Brian Slattery Photos

A woman holding bolts of fabric approached the checkout counter set up in the lobby of Long Wharf Theatre. She had plans, she said, to make clothes for her relatives. 

In my generation, everybody knitted or sewed,” she said. 

Now, she continued, when a shirt loses a button, they take it to the dry cleaners.”

Making clothes yourself is a lost art,” a Long Wharf employee agreed. But with the help of Dock Deals — a series of sales of stock Long Wharf is holding as it clears out its space on Sargent Drive — the woman would find it again.

The customer’s agenda was in keeping with the idea of Dock Deals, a series of sales events in which the theater is selling everything from office supplies and furniture, to shoes, books, and belts, to glass and kitchenware, to tools and trinkets.

The sales — running Tuesdays and Thursdays through the end of the month, as well as this Sunday — aren’t born just of the raw necessity of moving out. In keeping with the overall direction of the theater, it’s also a chance for a little reinvention.

Even as the theater is downsizing, we’re keeping the majority of our stock,” said Katrina Lewonczyk, Long Wharf’s operations manager, who has organized the sales. That includes costumes, props, and scenery, including objects that the theater has built and sometimes rents out to other productions. We’re getting rid of mostly supplies or things we haven’t used in a very, very long time” — especially as we won’t be running shops in the same way” with the theater’s transition to its itinerant model. 

But as Long Wharf staff has began clearing the theater’s shops, we didn’t just want everything going to a landfill,” Lewonczyk, even though the easiest thing would just be to fill dumpsters.” Other theaters in the area couldn’t absorb the supplies Long Wharf was shedding, either. So Lewonczyk hit on an idea, which she texted to the theater’s production team: something like a yard sale, except encouraging people to take things just to experiment with them. What if we just did everything by the bag?” she thought, even if we’re not trying to make money. We’re just trying to get things to have a new home.”

There is now a group of about eight people who are breaking things down and packing things up,” Lewonczyk said, and I’ve been working with them to see what’s coming over here, what we’re offering to other theaters, and what is just trash. Because you put a lot of theater people together for 57 years, and you have a lot of junk,” she said with a laugh. Some of it dates from before Lewonczyk started working at Long Wharf 12 years ago. Now it can see the light of day.”
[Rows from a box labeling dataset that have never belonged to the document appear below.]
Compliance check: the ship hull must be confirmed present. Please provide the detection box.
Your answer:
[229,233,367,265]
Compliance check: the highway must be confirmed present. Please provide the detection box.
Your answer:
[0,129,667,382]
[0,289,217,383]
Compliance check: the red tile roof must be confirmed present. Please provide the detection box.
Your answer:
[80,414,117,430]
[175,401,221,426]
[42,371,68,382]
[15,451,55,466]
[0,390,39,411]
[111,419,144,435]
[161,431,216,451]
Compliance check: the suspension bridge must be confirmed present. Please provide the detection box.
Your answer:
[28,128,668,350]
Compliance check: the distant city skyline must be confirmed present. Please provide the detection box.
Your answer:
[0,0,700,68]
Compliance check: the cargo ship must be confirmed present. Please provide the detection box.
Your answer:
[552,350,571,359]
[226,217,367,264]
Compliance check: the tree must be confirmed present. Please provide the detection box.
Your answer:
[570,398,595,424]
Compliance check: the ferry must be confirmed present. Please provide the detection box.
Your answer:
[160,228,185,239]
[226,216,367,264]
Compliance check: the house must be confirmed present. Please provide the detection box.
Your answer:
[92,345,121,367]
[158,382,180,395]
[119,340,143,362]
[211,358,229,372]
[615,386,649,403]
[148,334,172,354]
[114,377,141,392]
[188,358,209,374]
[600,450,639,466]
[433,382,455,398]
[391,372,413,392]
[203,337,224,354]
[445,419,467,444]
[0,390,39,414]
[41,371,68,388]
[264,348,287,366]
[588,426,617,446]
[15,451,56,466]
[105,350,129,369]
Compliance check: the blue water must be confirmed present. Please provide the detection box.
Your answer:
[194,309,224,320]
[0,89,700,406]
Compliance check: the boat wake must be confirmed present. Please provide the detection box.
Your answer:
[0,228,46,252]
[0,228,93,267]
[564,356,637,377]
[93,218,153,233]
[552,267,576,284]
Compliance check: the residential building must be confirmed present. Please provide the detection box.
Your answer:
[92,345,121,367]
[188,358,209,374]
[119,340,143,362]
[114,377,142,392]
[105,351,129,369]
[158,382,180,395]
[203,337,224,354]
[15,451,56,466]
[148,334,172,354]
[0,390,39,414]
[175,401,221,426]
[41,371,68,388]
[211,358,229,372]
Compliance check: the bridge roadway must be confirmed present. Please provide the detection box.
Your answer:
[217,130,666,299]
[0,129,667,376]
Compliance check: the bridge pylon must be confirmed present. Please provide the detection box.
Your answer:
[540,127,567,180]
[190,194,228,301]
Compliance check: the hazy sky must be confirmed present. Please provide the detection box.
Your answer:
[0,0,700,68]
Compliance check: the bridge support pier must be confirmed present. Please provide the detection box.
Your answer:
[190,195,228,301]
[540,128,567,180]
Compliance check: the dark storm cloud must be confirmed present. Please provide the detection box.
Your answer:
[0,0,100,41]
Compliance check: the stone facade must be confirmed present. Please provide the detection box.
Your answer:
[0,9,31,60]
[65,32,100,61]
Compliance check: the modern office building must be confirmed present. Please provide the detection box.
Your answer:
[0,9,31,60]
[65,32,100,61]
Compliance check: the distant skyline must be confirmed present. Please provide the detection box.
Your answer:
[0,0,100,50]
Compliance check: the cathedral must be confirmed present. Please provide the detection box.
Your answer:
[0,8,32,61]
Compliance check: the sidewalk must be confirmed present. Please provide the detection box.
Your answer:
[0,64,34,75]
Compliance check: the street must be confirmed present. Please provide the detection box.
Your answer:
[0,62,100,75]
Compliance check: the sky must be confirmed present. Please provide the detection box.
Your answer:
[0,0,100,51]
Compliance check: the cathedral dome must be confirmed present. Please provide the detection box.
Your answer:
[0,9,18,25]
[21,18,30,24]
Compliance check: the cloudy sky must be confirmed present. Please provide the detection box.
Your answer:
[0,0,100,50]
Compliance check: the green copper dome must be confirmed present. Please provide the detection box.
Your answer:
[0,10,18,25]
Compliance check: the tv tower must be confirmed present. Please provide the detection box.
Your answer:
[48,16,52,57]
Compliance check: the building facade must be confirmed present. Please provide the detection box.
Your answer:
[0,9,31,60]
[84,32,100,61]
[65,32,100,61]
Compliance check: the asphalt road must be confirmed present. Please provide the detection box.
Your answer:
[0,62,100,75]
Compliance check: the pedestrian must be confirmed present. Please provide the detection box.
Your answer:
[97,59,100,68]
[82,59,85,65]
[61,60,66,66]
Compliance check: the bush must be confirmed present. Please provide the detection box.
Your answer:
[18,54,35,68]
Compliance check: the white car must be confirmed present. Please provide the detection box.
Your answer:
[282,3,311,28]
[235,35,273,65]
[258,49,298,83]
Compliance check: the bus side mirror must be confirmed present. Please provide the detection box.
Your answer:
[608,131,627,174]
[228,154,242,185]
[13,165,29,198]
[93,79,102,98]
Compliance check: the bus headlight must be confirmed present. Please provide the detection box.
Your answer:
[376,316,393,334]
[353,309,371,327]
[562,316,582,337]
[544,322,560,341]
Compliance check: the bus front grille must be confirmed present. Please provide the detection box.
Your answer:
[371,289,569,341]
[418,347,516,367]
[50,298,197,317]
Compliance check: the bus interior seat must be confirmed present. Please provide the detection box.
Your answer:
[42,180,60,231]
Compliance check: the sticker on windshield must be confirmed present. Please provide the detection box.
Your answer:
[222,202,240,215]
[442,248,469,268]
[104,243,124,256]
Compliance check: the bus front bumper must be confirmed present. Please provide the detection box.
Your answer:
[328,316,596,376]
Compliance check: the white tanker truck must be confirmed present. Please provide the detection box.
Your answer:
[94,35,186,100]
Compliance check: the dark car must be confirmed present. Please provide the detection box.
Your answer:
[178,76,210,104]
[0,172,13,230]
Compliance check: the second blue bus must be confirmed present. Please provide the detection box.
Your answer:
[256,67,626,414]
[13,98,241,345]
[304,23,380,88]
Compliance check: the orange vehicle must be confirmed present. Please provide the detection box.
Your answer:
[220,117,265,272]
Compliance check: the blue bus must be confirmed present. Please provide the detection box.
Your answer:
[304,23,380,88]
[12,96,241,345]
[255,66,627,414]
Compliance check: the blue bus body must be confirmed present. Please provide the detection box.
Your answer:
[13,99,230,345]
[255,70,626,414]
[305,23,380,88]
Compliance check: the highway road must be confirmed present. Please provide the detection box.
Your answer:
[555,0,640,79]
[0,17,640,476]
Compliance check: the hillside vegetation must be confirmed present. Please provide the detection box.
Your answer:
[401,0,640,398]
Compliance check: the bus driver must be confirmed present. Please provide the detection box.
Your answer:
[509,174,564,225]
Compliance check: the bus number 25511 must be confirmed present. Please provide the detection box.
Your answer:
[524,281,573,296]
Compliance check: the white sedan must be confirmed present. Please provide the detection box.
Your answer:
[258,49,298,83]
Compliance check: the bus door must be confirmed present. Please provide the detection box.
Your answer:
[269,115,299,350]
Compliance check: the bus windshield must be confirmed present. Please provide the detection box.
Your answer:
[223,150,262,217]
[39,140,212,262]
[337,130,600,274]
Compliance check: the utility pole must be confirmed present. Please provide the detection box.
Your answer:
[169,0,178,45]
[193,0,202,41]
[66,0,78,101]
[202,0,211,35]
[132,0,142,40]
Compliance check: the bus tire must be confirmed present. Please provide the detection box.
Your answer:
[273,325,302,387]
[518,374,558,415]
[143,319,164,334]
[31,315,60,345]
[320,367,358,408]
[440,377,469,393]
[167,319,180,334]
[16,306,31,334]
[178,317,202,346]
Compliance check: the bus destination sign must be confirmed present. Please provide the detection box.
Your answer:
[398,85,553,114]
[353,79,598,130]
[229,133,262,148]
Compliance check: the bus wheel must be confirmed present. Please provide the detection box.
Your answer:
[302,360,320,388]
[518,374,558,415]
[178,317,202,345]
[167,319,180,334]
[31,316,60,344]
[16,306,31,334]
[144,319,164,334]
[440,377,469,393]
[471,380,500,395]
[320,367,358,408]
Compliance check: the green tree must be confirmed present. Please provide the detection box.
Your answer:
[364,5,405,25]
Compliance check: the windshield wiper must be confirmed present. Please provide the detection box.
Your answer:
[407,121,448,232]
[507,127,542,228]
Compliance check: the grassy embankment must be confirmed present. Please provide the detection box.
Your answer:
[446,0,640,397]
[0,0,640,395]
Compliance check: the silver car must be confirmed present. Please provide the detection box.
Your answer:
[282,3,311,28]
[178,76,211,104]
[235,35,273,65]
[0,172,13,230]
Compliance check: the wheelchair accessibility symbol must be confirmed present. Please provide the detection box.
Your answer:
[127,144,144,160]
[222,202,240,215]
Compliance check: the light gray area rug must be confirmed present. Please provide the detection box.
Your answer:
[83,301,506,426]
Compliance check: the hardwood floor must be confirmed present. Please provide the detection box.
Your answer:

In addition to the production shops Long Wharf housed within the theater space, the theater rented storage space in the same terminal complex. It plans to maintain at least some of that space to house the stock it wants to hold on to, as it weighs its options for how to keep running the shops it needs to put on future productions.

In sum, Lewonczyk said, we’re not selling our history. We’re just getting rid of stuff. Our history is still here. We’re maintaining all the things that make Long Wharf, Long Wharf.”

Meanwhile, while this reporter was there, a woman perused the large selection of shoes and belts on offer. A man was busy collecting odds and ends of housewares. Another man, taking direction from someone on his cell phone, was gathering up more fabric. Taking a bag myself, I took packets of stencils, bookends, clamps, a small collection of interesting metal boxes (I confess I’m not sure what exactly I am going to do with them yet). I may have also walked out with two coat racks and an end table.

Lewonczyk is pleased by the the way Dock Deals is going, and as a steady trickle of people have come by since the sale started, Long Wharf has added more dates. 

I don’t think there’s anyone who’s come and not gotten something,” Lewonczyk said. There’s just so much.”

Dock Deals continues at Long Wharf’s space at 222 Sargent Dr., Aug. 11 from 3 p.m. to 6 p.m., Aug. 14 from 10 a.m. to 2 p.m., Aug. 16 from 4 p.m. to 8 p.m., Aug. 18 from 4 p.m. to 8 p.m., Aug. 23 from 4 p.m. to 8 p.m., and Aug. 25 from 4 p.m. to 8 p.m. Air conditioned; masks are required. New items will be added every day.